I thought back to Jane's mocking tone. To how she had accused me of sharing their secret like some petty gossip. Surely the Cullens would have known me well-enough to know that I would never do such a thing.

My voice was quieter than I would have liked, "I didn't tell a soul about you guys. I swear, I didn't say a thing."

"We know, dear. Don't worry. We don't blame you in the slightest," Esme reassured me. Carlisle watched her as she spoke, his gentle expression echoing her words.

"It's stupid, really. I had been learning to ride a motorbike. And I was on my way home during a downpour." No need to say why or from where. "I must have taken the turn wrong and my wheels slid across the pavement. The bike dragged me down and I ended up in the ditch. As I was trying to figure out how I would get home while in so much pain, I heard a rustling in the woods. When I heard Edward's-" I cut myself off. I had gotten caught up in the memory of it all and said more than I had meant to. Though my slip-up of course hadn't fallen on deaf ears.

Carlisle, his expression thoughtful, asked, "When you heard Edward?"

As far as I could tell, hearing voices wasn't any more normal for vampires than it was for humans. "You're going to think I'm crazy," I muttered, my eyes beginning to sting as I clenched my jaw to keep from crying.

His voice softened, "I don't think you're crazy, Bella."

Taking a deep breath, I straightened up and rushed through the next part of the story. "I heard his voice.

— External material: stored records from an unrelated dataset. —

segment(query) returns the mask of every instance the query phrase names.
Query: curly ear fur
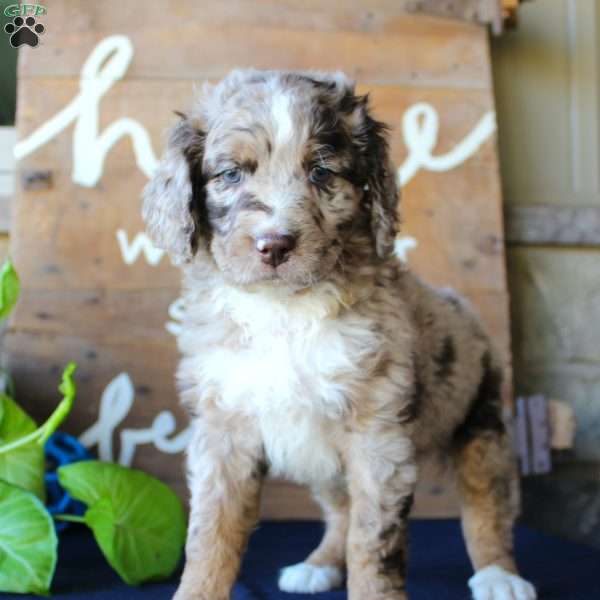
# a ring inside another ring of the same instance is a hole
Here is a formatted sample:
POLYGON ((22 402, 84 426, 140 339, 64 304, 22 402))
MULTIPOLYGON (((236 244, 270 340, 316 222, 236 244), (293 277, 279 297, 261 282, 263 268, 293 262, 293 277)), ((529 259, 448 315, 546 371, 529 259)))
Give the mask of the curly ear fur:
POLYGON ((389 157, 387 127, 367 116, 367 130, 367 194, 371 204, 371 231, 377 254, 381 258, 387 258, 394 251, 398 233, 399 194, 396 168, 389 157))
MULTIPOLYGON (((377 255, 387 258, 394 249, 398 231, 396 169, 389 156, 388 127, 370 113, 369 96, 356 95, 355 83, 344 73, 307 71, 295 73, 324 85, 337 114, 343 115, 360 155, 359 180, 365 185, 364 206, 369 212, 373 245, 377 255)), ((291 75, 290 75, 291 76, 291 75)))
POLYGON ((368 95, 357 97, 356 102, 354 136, 366 169, 365 205, 370 211, 377 255, 387 258, 394 250, 398 232, 399 198, 396 169, 389 156, 388 127, 371 116, 368 95))
POLYGON ((181 115, 143 194, 142 216, 154 244, 175 264, 192 259, 203 233, 205 134, 200 123, 181 115))

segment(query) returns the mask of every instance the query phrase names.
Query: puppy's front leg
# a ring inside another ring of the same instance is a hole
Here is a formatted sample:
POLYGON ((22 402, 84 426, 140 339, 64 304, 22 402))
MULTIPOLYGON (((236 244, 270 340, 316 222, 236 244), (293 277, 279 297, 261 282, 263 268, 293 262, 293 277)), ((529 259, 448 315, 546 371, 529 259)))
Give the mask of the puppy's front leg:
POLYGON ((258 519, 262 442, 253 423, 239 419, 203 417, 193 428, 186 564, 173 600, 228 600, 258 519))
POLYGON ((351 435, 349 600, 405 600, 406 529, 416 483, 412 442, 398 428, 351 435))

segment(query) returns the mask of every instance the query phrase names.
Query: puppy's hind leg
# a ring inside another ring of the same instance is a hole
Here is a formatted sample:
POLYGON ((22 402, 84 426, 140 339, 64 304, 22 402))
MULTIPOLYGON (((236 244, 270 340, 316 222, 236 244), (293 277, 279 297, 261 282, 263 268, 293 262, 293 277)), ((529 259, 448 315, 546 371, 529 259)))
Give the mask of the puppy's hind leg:
POLYGON ((279 589, 293 593, 326 592, 344 579, 349 499, 342 484, 313 490, 323 509, 325 535, 319 546, 301 563, 285 567, 279 589))
POLYGON ((517 473, 501 418, 500 371, 490 362, 485 355, 478 394, 454 439, 462 527, 475 569, 469 586, 475 600, 534 600, 513 558, 517 473))

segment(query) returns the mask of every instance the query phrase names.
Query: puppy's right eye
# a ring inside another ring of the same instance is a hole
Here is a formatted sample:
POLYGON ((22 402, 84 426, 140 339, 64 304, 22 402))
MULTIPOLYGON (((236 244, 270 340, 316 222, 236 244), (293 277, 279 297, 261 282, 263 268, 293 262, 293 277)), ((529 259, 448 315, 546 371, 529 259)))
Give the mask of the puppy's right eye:
POLYGON ((221 178, 225 183, 236 184, 242 180, 242 170, 239 167, 227 169, 221 173, 221 178))
POLYGON ((315 185, 326 185, 333 178, 333 171, 325 167, 315 166, 310 170, 308 178, 315 185))

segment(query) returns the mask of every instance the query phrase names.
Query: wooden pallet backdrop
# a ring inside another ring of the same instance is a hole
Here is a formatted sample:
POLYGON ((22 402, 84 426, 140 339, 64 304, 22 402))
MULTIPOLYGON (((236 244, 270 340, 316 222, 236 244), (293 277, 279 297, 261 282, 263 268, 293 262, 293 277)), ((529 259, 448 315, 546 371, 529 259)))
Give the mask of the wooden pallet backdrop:
MULTIPOLYGON (((178 272, 143 234, 140 192, 173 110, 237 66, 343 69, 393 127, 403 182, 398 253, 466 294, 509 360, 507 291, 488 34, 409 14, 395 0, 82 3, 53 0, 21 50, 12 255, 23 293, 7 335, 20 401, 54 406, 79 364, 66 428, 105 459, 184 493, 186 418, 173 385, 178 272)), ((418 513, 455 511, 433 475, 418 513)), ((310 516, 273 483, 265 514, 310 516)))

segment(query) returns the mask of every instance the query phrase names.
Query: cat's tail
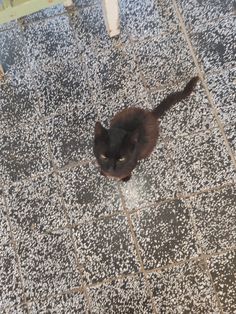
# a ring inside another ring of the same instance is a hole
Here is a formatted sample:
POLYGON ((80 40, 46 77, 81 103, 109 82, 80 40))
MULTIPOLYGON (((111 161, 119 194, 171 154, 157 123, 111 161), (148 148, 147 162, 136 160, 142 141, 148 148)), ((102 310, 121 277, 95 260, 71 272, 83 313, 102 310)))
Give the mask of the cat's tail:
POLYGON ((161 103, 155 109, 153 109, 152 111, 153 114, 157 118, 160 118, 166 113, 168 109, 170 109, 177 102, 190 96, 195 86, 197 85, 198 80, 199 77, 195 76, 187 83, 187 85, 182 91, 169 94, 165 99, 161 101, 161 103))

It was as clear as if he were right next to me. It had happened a couple of times before when I was in a particularly risky situation. But this time it felt even more realistic. He was telling me to get up. To get up and go, right away. For a split second I allowed myself to hope that he had come back and I spoke his name. It came out as a question, as though I were searching for him. But he wasn't the one to come walking out of the woods. It was Jane."

AN Pt. 2: So I have spent a lot of time thinking about how Bella would react to seeing the Cullens again. I try to imagine how I would react. SM basically skimmed over four months of what seems to be debilitating depression on Bella's part, and I don't think coming out of that she would A. Get super angry and "fuck all of you" as in some other stories. It feels too out of canon to me. and B. I don't think she would be a complete puddle of crying. I think she would be very conflicted, and I tried to express that in this chapter and hope to delve into that more in the next one.